Cian was tense. A feast day was a time for great boasts, heroic deeds, offers, and oath-taking, and Edwin was overking, the best lord a gesith could hope for. Cian, a thegn’s foster-son, wanted to make an impression.

Hild said to Fursey, “Give Cian your drink. He needs courage. He’s going to talk to the Crow.”

“I am?” Cian said.

“You said you would. Forget the king for now. Drink that. Good. Now another.” She caught Stephanus’s eye, as warning, then took Cian by the elbow and steered him towards Paulinus. Stephanus leaned and murmured something in his bishop’s ear. Paulinus turned, smiling.

“Call him lord bishop,” Hild whispered, and pushed him very slightly.

“Ah. Our Mass-going warrior,” Paulinus said, and held out his hand.

Cian inclined his head but perhaps didn’t know the amethyst ring was to be kissed. “My lord Bishop.”

The muscles around Paulinus’s eyes tightened briefly. “Yes. Well.” He ran the tip of his ringed finger around the rim of his blue glass wine cup. “Stephanus tells me of your interest in the faith, young … Cian of Mulstanton, by the Bay of the Beacon.”

“My lord Bishop. Yes. That is, the music was, the music is very fine.”

“Yes. I brought Deacon James here especially to uplift souls to the greater glory of God.”

“Most foresighted of you, Bishop,” Hild said.

Paulinus focused on her, then looked back at Cian, and again at Hild. “You are cousins perhaps?”

Hild stilled.

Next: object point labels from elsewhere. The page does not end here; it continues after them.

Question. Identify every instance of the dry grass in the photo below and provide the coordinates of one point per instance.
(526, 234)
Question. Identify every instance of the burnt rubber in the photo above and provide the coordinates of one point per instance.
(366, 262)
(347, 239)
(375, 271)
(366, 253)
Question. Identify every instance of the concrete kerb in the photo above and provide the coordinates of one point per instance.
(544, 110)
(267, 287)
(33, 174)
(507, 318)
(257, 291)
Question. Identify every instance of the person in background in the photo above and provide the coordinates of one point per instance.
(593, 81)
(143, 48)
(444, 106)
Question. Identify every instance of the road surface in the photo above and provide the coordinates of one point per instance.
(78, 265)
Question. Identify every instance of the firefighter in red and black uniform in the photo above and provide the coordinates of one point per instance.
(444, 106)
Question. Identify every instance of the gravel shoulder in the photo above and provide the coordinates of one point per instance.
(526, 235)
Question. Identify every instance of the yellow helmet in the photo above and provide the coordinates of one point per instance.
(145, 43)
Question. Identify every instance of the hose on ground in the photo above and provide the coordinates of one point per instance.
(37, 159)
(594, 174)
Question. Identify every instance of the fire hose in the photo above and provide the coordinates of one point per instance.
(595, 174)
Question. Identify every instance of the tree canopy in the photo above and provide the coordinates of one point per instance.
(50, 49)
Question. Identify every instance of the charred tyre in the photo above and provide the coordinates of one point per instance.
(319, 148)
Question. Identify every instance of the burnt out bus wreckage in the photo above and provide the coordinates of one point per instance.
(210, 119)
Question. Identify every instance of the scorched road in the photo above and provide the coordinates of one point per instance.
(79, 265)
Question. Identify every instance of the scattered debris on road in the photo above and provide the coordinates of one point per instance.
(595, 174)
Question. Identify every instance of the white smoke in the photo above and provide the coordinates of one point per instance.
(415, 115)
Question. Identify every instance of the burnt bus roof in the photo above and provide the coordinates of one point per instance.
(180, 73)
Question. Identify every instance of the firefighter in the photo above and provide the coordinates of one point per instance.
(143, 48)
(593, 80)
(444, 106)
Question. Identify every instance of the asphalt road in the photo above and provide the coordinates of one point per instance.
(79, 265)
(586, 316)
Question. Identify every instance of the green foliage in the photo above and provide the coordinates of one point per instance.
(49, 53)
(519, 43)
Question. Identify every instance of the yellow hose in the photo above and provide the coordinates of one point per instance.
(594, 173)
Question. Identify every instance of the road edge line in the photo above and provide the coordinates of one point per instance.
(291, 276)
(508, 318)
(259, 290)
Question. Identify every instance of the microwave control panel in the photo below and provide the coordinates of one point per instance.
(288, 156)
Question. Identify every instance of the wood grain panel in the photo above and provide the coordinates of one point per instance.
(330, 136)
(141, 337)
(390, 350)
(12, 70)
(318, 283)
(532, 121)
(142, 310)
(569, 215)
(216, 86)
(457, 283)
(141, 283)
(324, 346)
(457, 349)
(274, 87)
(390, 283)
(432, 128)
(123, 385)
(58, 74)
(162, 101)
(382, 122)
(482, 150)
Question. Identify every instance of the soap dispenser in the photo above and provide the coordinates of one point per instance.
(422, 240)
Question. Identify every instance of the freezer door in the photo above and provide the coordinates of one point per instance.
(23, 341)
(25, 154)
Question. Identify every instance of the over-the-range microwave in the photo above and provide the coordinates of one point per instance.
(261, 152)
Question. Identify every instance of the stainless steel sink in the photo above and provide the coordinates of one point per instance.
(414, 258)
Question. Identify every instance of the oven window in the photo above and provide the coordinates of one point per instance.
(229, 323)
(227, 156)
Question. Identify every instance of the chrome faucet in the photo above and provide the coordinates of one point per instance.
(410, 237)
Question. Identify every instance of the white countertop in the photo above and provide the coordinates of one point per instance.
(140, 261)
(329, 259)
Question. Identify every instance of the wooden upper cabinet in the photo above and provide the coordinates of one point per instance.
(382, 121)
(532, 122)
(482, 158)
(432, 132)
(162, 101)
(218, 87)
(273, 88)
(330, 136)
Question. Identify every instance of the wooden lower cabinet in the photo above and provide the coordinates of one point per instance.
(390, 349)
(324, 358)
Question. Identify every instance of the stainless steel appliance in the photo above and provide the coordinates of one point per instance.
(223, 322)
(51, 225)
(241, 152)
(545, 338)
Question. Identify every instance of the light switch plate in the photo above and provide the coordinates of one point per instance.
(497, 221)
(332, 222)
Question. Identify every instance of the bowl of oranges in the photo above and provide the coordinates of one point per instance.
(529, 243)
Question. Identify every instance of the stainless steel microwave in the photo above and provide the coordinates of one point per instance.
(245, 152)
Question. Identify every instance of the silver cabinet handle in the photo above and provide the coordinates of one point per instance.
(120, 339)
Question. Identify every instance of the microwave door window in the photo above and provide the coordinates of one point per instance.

For a moment she had forgotten how dangerous it was to stand side by side with Cian, how a stranger would see their height, their hair, their solemn faces.

Cian laughed and shook his head. “Though we played together like fox kits for the years of our childhood.”

Paulinus’s hooded eyes gave away nothing, but Hild worried. The Crow was not stupid.

Her belly ached.

The crowd rippled. “No,” the king said loudly—for the second time, Hild realised. “No, my lord Ceadda. I won’t be badgered in my own hall.” He turned deliberately from the West Saxon, looked over to Hild’s group, waved at the Dyfneint. “Lord Dywel, come speak to me of Geraint king’s proposal. In fact, all of you there, my lord Bishop, yes, and your priests, and Niece, come here and speak to me of things suitable for a feast day.”

The scop stroked his lyre. Coelfrith looked up, caught the signal from the kitchen master by the hanging, and nodded to the king. Edwin smiled. “Saved by the food. Come. We’ll feast.”

He gestured at the table behind Hild’s party and took a step towards them.

The world went mad.

Hild caught a wink of light. Lilla, two paces behind the king, bellowed and threw himself at Edwin and Eamer, and blood spurted in a short red arc.

Everything slowed down, sound stretched.

Torchlight glittered on rings, jewelled collars, a dripping blade. Flash. Flash.

Hild couldn’t take it in, could only watch while a rivulet of blood wormed over the floor rushes and soaked into her shoe. Blood, in the king’s hall.

Then the smell hit her and the world snapped back to the right speed. She crouched and her hand dropped to a seax that wasn’t there.

Then Forthere knocked her aside, and Cian, and around her men reached for swords that weren’t there and froze for a moment. Shouting, bellowing, a howling shriek, another knife flash, another.

Edwin rolled up from the floor, blood dripping from his upper arm, white-faced with pain, with Cian shielding him, wild-eyed, a tiny blade sprouting between his knuckles, gleaming garnet red. And blood, so much blood, spreading in a thick pool from Forthere, whose throat gaped. Lilla, cradling his own guts as though they were a small glistening dog. And Eamer, still holding the long thin knife. An assassin’s knife. Eamer didn’t move.

Cian reached behind him to make sure the king was safe. “To me!” he shouted. “To the king!”

And then the hubbub broke against them: shouting, men running for their swords, the king with blood running down his arm, swaying.